Psychosocial and Psychological Variables
The experience of past traumatic events appears to be an important psychosocial risk factor associated with post-traumatic symptoms,[5,17,18] as was found in both early-stage  and metastatic breast cancer. Previous trauma in combination with recent stressful life events was significantly related to post-traumatic symptoms.
Other psychosocial risk factors such as premorbid psychopathology,[22,23] high levels of general psychologic distress, and dysfunctional coping and attributional styles [17,25,26] have been linked to a risk for PTSD in war veterans, Holocaust survivors, and other disaster victims. In addition, several investigators have linked predisposing genetic factors  and other biologic factors (e.g., overly reactive hormonal systems and reduced hippocampal volume) to risk for PTSD.[28-30] Among social factors, the quality of the recovery environment, often measured in terms of social support, has been shown to affect risk for PTSD following exposure to combat  and burn injury. The effect of threat to life and body integrity has been documented in samples of adults and families [1,4,14] but not children.
Psychological variables that have been related to a higher incidence of PTSD include a history (precancer diagnosis) of PTSD,[5,10] increased use of avoidance coping, and lower levels of social support.
The availability and timeliness of accurate health-related information may also offer protection from stress response symptoms. Women who met the diagnostic criteria for Acute Stress Disorder (ASD) reported significantly less satisfaction with the communication of their cancer diagnosis; similarly, women who were unaware of their cancer stage reported higher stress response symptoms than those who were more knowledgeable about the stage of their disease. To the extent that adequacy of information reflects the quality of a patient's relationship with medical staff, another protective factor may be the quality of those relationships. Difficult patient-staff relationships have been reported to be predictors of stress response symptoms in women with cancer.
PTSD is precipitated by an intensely distressing event; however, this factor alone is not sufficient to explain the disorder. Not everyone exposed to a traumatic stressor develops the full-blown syndrome (or subsets of symptoms) or qualifies for the diagnosis. Attempts to explain these differences and to predict who is vulnerable have focused on psychologic (i.e., learning theory), biologic (especially hormonal), and social (i.e., social support) factors. Early studies of Vietnam War veterans suggested a two-factor learning theory to account for trauma-related pathology.[36,37] The same theory has also been applied to development of PTSD in patients with cancer.[38-40]

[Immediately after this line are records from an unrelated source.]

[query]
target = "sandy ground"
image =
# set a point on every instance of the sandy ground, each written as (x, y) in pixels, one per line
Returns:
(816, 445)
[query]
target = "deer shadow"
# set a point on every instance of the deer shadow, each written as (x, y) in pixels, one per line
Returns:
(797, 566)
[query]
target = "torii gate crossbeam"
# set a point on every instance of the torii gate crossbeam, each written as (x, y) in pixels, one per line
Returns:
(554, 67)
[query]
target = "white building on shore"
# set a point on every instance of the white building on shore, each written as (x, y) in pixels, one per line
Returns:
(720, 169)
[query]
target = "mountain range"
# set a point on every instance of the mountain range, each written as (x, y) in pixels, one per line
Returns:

PTSD symptoms develop as a function of both classical conditioning and instrumental learning. Classical conditioning accounts for the fear responses elicited by various stimuli that are associated with the original traumatic event. Neutral stimuli (e.g., smells, sounds, and visual images) previously paired with the aversive stimuli (e.g., chemotherapy or painful procedures) eventually evoke anxiety, arousal, and fear when presented alone, even after the trauma has ended. Higher order conditioning and stimulus generalization account for the exacerbation and extension of symptoms to additional stimuli. Once established, PTSD symptoms are maintained through instrumental learning, that is, avoidant responses are reinforced because avoidance of the stimuli prevents unpleasant feelings and thoughts.
Estimates from epidemiologic studies suggest that on average, 25% to 33% of individuals who are exposed to traumatic events, including cancer, develop PTSD.[28,41] Although the disorder appears to be a result of learning processes, many factors have been suggested to explain why one person develops PTSD and another does not.